Exploratory Factor Analyses

Question 1

When do you carry out a factor analysis?

Answer 1

When you have continuous latent data and continuous observed data

Question 2

How did we know that the observed data was categorical in IRT?

Answer 2

Answeres were yes/ no, likert scale etc

Question 3

How do you know if the observed data is continuous?

Answer 3

In psychology we rarely have truly continuous data, an example is reaction time. As a rule; if an item has more than five points (scale) and forms a normal distribution, you can consider it as a continuous item and perform factor analysis on it.

Question 4

When is factor analysis often applied?

Answer 4

Sum scores on sub tests (e.g dimensions of intelligence)

Question 5

What is the exciting thing about factor analysis as compared to item response theory according to Dylan

Answer 5

The nice thing about IRT is that you really analyse the individual items. FA is more flexible; continuous data is easier to model and the mathematics and formulas is more simple.

Question 6

Why did IRT form an S shaped curve?

Answer 6

Because you’re modelling a probability of an outcome (correct score) since you have categorical data

Question 7

Does one-factor FA have a s shaped curve? Explain

Answer 7

No, it’s a linear function. The expected value is on the x axis and since we’re no longer estimating probability and working with continuous data, the scores go higher than one and we can use a linear model. For this reason it is sometimes known as the linear factor model.

Question 8

Explain the linear factor analysis equation

Answer 8

𝐸 (𝑋𝑝𝑖 |𝜃𝑝) =𝑏𝑖 +𝑎𝑖𝜃𝑝
or 𝑋𝑝𝑖 =𝑏𝑖 +𝑎𝑖𝜃𝑝 +𝜖𝑝𝑖
with VAR(Xpi | 𝜃p)

𝑏𝑖 is commonly referred to as item attractiveness but it roughly translates to the IRT item difficulty/ easiness parameter and it is the intercept in the slope.

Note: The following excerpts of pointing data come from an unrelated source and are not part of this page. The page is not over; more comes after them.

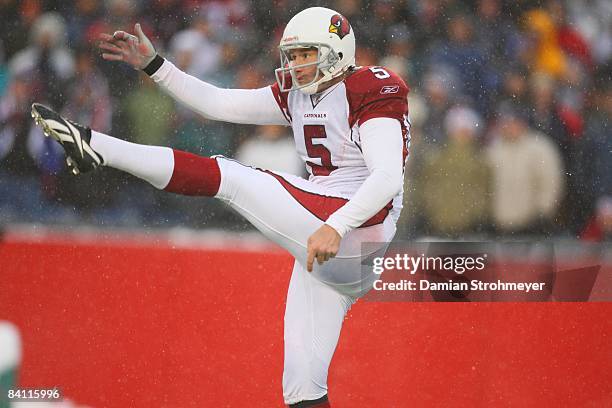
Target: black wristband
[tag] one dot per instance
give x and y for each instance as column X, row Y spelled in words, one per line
column 154, row 65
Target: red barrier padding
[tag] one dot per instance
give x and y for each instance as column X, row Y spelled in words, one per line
column 151, row 326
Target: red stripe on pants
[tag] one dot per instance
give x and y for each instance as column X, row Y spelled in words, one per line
column 194, row 175
column 323, row 206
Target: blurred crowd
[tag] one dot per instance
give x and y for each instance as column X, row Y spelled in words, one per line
column 510, row 105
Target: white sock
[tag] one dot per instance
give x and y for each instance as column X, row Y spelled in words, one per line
column 153, row 164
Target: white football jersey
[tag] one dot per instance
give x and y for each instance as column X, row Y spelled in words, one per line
column 326, row 126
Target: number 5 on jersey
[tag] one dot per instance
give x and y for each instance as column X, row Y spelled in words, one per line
column 317, row 150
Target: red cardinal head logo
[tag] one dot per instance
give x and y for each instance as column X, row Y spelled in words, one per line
column 339, row 26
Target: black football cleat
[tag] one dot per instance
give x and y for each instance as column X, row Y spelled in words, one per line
column 73, row 137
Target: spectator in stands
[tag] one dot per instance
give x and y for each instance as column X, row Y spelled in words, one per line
column 47, row 59
column 195, row 50
column 439, row 87
column 462, row 55
column 544, row 53
column 150, row 112
column 527, row 175
column 455, row 181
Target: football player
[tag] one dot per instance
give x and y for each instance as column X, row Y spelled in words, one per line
column 351, row 129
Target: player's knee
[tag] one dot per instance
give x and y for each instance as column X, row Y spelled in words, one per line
column 306, row 380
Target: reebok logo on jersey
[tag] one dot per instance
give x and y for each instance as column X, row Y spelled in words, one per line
column 387, row 89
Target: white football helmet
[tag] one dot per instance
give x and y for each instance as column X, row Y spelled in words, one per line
column 327, row 31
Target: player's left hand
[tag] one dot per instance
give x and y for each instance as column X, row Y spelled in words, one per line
column 322, row 245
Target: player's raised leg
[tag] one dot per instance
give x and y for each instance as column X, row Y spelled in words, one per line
column 313, row 318
column 285, row 208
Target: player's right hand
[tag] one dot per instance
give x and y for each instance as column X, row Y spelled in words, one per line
column 136, row 50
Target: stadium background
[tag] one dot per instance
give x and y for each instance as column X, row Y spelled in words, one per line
column 126, row 296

e. g., “I think about suicide” has a low attractiveness
e. g., “I am statisfied with my life” has a higher attractiveness

𝑎𝑖 is the item discrimination, same as IRT and it forms the slope of the function. We model the expected value of the continuous item, and if it is a good model then the observations should be around that line.

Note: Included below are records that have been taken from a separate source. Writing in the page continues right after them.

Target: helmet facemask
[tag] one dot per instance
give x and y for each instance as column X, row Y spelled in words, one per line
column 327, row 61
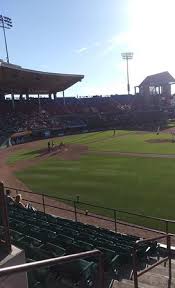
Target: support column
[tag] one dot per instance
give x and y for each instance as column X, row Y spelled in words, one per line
column 13, row 101
column 39, row 104
column 27, row 96
column 64, row 102
column 54, row 95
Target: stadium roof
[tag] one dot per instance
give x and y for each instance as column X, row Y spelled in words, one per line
column 158, row 79
column 17, row 80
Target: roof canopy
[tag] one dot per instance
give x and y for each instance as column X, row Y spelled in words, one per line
column 17, row 80
column 158, row 79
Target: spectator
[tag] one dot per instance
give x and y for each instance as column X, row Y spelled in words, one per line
column 10, row 200
column 18, row 201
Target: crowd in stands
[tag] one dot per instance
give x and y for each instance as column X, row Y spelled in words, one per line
column 95, row 112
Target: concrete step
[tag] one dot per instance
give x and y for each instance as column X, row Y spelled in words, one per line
column 129, row 284
column 163, row 271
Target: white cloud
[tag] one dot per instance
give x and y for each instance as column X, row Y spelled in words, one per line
column 81, row 50
column 97, row 44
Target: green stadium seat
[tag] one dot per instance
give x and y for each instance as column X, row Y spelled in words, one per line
column 55, row 250
column 77, row 273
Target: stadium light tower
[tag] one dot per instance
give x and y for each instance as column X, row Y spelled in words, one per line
column 5, row 23
column 127, row 56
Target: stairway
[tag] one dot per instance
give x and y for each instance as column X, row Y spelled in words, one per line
column 155, row 278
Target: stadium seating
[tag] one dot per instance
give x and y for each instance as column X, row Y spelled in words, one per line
column 44, row 236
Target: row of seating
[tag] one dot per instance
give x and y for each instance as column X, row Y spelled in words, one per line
column 45, row 236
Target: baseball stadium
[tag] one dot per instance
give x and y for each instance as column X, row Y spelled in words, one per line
column 86, row 183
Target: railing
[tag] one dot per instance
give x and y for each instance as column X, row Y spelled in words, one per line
column 164, row 260
column 6, row 242
column 58, row 260
column 76, row 207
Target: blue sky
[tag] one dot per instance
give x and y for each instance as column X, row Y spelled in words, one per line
column 88, row 36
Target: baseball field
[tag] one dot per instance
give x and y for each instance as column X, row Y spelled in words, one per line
column 130, row 170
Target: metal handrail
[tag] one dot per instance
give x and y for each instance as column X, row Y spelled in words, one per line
column 168, row 258
column 55, row 261
column 3, row 206
column 115, row 211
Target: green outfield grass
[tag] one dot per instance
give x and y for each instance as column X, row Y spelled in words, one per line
column 142, row 185
column 124, row 141
column 135, row 184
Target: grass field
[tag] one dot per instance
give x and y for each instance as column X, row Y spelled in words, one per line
column 139, row 184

the variance is just how much the observed points vary for the modelled line

Question 9

How can the notation for this model change? Explain

Answer 9

𝐸 (𝑋𝑝𝑖 |𝜃𝑝) =𝑏𝑖 +𝑎𝑖𝜃𝑝 is written as:
𝑌𝑝𝑖 =𝜐𝑖 +𝜆𝑖𝜂𝑝 +𝜖𝑝𝑖 in factor analysis literature
𝜐𝑖 is an intercept
𝜆𝑖 is a factor loading
𝜂𝑝 is the common factor
𝜖𝑝𝑖 is the residual

They mean the same things but are just written differently in IRT literature compared to FA literature.

Question 10

Conceptually, what is the goal of factor analysis?

Answer 10

Its a statistical approach to extract common variance from the items and separate it from the variable specific effects

Question 11

How do the parameters translate to the variance measured?

Answer 11

𝑌𝑝𝑖 =𝜐𝑖 +𝜆𝑖𝜂𝑝 +𝜖𝑝𝑖

The common factor variance (𝜎^2𝜂) is the variance caused by the latent trait

The factor loadings (𝜆𝑖) tunes how much common factor variability comes from each item out of all the variability in the items - how well each item measures the latent trait

The intercepts (𝜐𝑖), in a single group application, are simply the item means

The residual variances (𝜎^2,𝜖𝑖) tells you how much of the variance is unique to the item

Question 12

What does this model imply about the data? How can this be used in calculations?

Answer 12

The model implies some kind of structure in the data in terms of the variance. You can calculate how much variability does this model predict for item 1. You can compare this to the observed variance which should be the factor loading squared times the variance plus the residual variance.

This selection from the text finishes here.